Family homes devastated
More than 3,000 people have evacuated from the flooded areas on the Ukrainian-held side of the river, with 1,700 coming from Kherson city’s Karabel district, according to Samoilenko. Many also chose to remain, camping as close to their submerged homes as possible and waiting for the waters to drop, regardless of the danger. “They got used to the constant shelling and still believe that everything will be OK,” he said.
However, as the waters subside, houses will likely remain inhabitable, he noted, as many sustained too much damage to their foundations and walls. Since Friday, the water level has fallen more than six feet (2 meters), and people in many areas could start assessing the damage.
In the village of Fedorivka, located on the broken banks of the Ingulets River about 12 miles (20 km) from Kherson, Iryna and her husband and three children have little hope of moving back into their home any time soon. While the now drained house appears structurally sound, its contents were ruined by the waters that swelled high above the foundation on June 6.
“By 5 p.m. that day, our garden was flooded, and at midnight, we had to leave the house,” said Iryna, whose family is staying at a friend’s house further up in the village. “We came back the next morning to find the house was mostly under water. We couldn’t save anything. It’s easier now to just throw everything away. But what’s done is done.”
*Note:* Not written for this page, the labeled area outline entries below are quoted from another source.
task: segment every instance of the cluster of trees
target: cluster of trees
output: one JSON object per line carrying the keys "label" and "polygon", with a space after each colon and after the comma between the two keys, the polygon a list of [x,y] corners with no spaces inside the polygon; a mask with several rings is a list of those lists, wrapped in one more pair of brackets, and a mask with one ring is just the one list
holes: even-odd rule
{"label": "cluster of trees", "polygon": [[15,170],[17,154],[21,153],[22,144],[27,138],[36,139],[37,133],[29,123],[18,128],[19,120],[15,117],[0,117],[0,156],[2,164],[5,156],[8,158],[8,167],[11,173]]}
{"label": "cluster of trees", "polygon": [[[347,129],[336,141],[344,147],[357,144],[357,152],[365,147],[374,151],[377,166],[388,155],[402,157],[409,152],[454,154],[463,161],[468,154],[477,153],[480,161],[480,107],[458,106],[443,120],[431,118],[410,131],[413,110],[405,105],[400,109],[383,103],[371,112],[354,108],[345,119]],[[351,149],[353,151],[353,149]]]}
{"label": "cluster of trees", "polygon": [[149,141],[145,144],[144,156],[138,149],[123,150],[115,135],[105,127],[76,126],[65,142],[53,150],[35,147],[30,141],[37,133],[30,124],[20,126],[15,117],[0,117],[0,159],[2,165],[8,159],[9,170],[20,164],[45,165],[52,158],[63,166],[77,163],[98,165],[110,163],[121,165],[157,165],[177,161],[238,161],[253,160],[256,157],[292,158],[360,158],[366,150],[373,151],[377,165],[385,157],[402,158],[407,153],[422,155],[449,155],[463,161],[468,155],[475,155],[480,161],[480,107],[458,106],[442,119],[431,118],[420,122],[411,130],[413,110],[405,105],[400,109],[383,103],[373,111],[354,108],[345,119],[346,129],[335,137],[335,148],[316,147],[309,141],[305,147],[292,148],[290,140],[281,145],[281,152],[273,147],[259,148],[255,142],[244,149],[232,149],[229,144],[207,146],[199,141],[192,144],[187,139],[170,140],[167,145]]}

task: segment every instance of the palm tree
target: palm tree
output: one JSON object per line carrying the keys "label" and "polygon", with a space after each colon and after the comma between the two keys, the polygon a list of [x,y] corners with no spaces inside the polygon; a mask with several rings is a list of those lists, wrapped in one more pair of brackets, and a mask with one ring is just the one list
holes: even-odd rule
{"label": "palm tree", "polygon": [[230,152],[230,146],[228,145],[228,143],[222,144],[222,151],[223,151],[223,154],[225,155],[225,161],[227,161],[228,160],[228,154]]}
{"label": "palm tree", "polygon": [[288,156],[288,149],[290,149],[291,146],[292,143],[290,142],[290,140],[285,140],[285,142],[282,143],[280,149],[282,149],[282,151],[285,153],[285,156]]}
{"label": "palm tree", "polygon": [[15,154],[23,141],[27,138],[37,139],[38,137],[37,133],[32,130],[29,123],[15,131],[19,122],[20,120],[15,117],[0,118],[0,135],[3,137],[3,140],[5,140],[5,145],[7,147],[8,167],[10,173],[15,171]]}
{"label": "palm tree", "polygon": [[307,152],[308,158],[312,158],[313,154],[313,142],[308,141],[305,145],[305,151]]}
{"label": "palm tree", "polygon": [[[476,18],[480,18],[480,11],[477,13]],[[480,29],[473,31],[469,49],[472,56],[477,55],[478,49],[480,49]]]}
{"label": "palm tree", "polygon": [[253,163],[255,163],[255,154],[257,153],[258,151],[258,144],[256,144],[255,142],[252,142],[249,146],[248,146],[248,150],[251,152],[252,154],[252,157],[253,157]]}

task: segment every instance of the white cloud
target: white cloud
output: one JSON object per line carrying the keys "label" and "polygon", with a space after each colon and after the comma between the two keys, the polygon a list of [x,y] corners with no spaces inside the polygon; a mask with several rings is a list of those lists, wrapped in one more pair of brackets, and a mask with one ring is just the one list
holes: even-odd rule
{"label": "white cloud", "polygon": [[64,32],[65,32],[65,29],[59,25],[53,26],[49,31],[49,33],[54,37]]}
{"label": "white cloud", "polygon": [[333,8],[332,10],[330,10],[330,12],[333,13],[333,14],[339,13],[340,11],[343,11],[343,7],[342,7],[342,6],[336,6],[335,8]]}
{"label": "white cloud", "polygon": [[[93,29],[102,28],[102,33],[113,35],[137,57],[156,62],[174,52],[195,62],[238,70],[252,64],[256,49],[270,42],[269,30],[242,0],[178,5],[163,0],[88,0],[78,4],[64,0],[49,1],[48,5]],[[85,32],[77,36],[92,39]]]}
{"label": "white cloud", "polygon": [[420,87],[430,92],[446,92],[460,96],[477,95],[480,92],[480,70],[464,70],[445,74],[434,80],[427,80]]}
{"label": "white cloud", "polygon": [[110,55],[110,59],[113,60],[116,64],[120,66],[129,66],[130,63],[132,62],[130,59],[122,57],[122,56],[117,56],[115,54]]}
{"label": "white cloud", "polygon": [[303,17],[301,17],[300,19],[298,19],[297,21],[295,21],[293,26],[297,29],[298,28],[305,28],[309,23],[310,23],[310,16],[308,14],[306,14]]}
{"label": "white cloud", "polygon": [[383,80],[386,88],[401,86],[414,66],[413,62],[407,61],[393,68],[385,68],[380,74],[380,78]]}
A total of 63 houses in Fedorivka were inundated, and residents are doubtful they will receive adequate help from the local authorities. However, material assistance in the form of food, clothing, and bedding is gradually reaching this and other villages thanks to a growing force of volunteers and NGOs working in the area. In Kherson, truckloads of supplies keep arriving from around Ukraine and neighboring countries to restore some normality despite the Russian harassment.
The hospital director Korolenko can attest to the power of life carrying on in the most extreme of circumstances. In early March 2022, a week after the occupation, two of his staff insisted on getting married according to Ukrainian practices. Under Ukrainian law, he, as hospital director, had the right to conduct a wedding ceremony during a state emergency.
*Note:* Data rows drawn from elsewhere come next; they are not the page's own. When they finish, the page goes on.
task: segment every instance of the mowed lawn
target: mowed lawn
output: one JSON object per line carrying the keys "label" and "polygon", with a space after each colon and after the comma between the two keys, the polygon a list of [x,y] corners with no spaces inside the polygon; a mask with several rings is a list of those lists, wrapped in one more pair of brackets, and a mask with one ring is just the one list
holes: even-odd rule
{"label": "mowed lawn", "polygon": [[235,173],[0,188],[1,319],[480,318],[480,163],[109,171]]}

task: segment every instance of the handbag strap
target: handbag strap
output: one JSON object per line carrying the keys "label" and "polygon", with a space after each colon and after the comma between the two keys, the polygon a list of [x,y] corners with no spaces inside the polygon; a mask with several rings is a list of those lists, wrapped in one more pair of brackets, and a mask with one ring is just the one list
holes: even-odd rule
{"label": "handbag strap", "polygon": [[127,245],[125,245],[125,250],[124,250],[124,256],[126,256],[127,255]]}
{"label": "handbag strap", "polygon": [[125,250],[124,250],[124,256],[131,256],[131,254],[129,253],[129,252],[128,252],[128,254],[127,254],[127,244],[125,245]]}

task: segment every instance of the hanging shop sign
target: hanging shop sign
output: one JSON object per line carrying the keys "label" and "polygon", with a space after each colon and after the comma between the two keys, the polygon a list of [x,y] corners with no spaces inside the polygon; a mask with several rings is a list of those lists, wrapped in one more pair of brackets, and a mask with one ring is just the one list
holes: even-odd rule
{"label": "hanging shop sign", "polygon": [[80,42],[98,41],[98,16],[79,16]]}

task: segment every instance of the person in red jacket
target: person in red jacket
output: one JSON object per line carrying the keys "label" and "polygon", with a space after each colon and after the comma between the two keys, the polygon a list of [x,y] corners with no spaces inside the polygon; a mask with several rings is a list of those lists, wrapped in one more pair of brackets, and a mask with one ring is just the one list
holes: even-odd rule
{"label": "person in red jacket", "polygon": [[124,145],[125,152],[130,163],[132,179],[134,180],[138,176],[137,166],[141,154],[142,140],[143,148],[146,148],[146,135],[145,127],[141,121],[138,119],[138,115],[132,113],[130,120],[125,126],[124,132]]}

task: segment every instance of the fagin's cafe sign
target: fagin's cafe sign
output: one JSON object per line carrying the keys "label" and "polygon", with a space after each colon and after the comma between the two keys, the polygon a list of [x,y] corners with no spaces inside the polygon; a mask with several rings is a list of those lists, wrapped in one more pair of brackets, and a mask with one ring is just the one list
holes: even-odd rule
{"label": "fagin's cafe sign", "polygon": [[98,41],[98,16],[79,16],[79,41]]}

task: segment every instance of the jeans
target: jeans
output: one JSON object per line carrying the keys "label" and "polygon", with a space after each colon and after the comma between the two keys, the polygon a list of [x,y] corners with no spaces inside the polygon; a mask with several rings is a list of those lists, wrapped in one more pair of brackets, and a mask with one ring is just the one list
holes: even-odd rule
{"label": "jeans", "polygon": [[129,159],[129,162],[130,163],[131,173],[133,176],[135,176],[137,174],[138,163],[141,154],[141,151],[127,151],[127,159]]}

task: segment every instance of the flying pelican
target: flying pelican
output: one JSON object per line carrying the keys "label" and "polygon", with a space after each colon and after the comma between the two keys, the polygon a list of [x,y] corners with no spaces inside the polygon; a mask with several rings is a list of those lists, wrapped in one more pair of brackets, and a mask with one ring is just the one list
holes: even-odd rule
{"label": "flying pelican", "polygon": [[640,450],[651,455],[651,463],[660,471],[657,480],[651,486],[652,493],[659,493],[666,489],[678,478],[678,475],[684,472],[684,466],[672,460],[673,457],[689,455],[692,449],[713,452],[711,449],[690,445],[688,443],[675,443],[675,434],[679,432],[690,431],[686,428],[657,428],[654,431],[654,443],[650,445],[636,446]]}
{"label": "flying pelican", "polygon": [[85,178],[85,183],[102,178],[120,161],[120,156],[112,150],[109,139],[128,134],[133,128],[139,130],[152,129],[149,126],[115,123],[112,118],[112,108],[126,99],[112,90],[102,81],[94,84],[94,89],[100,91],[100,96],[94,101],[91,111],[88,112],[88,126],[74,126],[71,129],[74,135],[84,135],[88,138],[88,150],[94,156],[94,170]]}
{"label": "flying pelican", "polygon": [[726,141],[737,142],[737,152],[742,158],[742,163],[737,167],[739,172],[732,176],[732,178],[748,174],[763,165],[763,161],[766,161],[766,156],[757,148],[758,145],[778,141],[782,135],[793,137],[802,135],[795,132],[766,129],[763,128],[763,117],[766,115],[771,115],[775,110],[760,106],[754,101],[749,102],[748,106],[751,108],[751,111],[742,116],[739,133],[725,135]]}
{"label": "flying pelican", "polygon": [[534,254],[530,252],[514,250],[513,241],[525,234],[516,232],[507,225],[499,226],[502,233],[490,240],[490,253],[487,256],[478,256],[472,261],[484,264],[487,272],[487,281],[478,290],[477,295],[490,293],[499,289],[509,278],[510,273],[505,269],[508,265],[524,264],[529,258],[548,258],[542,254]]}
So he did – “just like a ship’s captain,” Korolenko said, showing photos of the extraordinary event on his phone. “We did it with Ukrainian colors and symbols on the table in front of us. I thought the Russians would take me out and shoot me, but they didn’t interfere – they were probably too busy,” he laughed.
Editor’s note: Since the war began, Direct Relief has deployed more than 271 million defined daily doses and $930 million in material aid and $32 million in financial assistance to Ukraine.